The need for huge amounts of external memory in the ingress and egress section of a datapath is becoming a huge headache for engineers. As line rates increase, this external memory adds significant cost and significant latency in a systems data path.
Fortunately, designers have a new option. New switch fabric architectures have emerged that can better handle traffic shaping, scheduling, reassembly, and more. By doing this, these memories eliminate the need for memory in the egress path of a networking box design. In this article, we'll show how the advanced scheduling and other factors help eliminate egress memory in networking architectures.
Understanding the Traditional Switch
The most common switch architecture in the market is a combined input-output queuing (CIOQ) fabric. In CIOQ switches, buffering occurs both at the ingress and at the egress.
Figure 1 shows a block diagram of the common functional decomposition of a CIOQ switching system. The blocks are shown in Figure 1. These blocks exist in most systems. However, the way they are partitioned varies greatly between designs. In the discussions that follow, we'll focus on the traffic managers and fabric access modules in both the ingress and egress directions.
Figure 1: Block diagram of a CIOQ switching system.
In a typical networking box architecture, the ingress traffic manager performs three main functions:
- Buffering: Storing data that is destined to oversubscribed ports. This memory needs to hold about a round-trip network delay (approx. 100ms) worth of ingress traffic. For example, ingress rate of 40 Gbit/s and round trip delay of 100 ms requires the storage of 512 Mbyte of memory.
- Queue management: Typically, the memory is organized as multiple (1000s) of queues, based on parameters like source, destination, and service level. The traffic manager may also implement congestion avoidance methods such as early-drop policies (e.g., RED/WRED). In addition, statistics gathering per queue may also be performed.
- Segmentation: A traffic manager that works with a cell-based fabric needs to segment the packets before sending them into the fabric. This traffic manager may need to sequence cells in the context of several packets; that is, cells belonging to different packets may be interleaved.
The ingress fabric access modules dispatch packets/cells from the traffic manager memory into the fabric, based on fabric scheduler decisions. The fabric scheduler takes into consideration ports availability, fabric resources availability, and service class.
In current fabric designs, the service classification is very coarse involving few priorities (e.g., 4) on a logarithmic scale. The fabric scheduler location is specific to the fabric implementation. (For a detailed discussion of fabric scheduler strategies, see Evolving Switch Fabric Scheduling).

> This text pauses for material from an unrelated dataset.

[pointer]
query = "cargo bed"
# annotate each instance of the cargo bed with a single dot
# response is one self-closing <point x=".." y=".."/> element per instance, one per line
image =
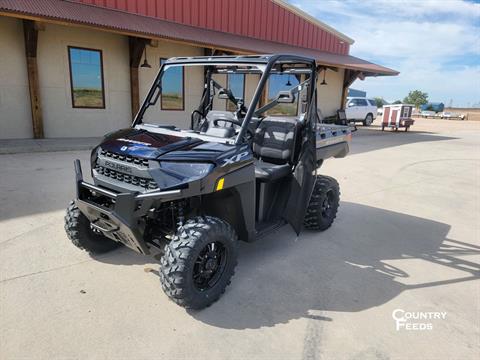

The fabric contains the data paths that allow packets to travel between every pair of ports. While data is written to the ingress memory at line-rate, it is read from the ingress memory at a higher fabric-rate. The ratio between these rates is called the speed-up factor and is a dominant factor in determining the fabric characteristics. (Note: For more information on calculating speedup factor, see Calculating Speedup in Switch Fabric Designs).
Looking at the Egress Path
Above, we detailed the tasks handled on the ingress side. Now let's look at the egress path.
The egress fabric-access module extracts packets/cells from the fabric and places them at the egress traffic manager memories. The egress traffic manager then takes the data from the egress memories and sends it downstream at the speed of the network port. Note that data is placed in the egress memory at a rate higher than the line-rate (as determined by the speed-up factor).
Three types of considerations govern the size of the egress memory: rate adaptation, traffic shaping, and reassembly. Let's look at each in more detail.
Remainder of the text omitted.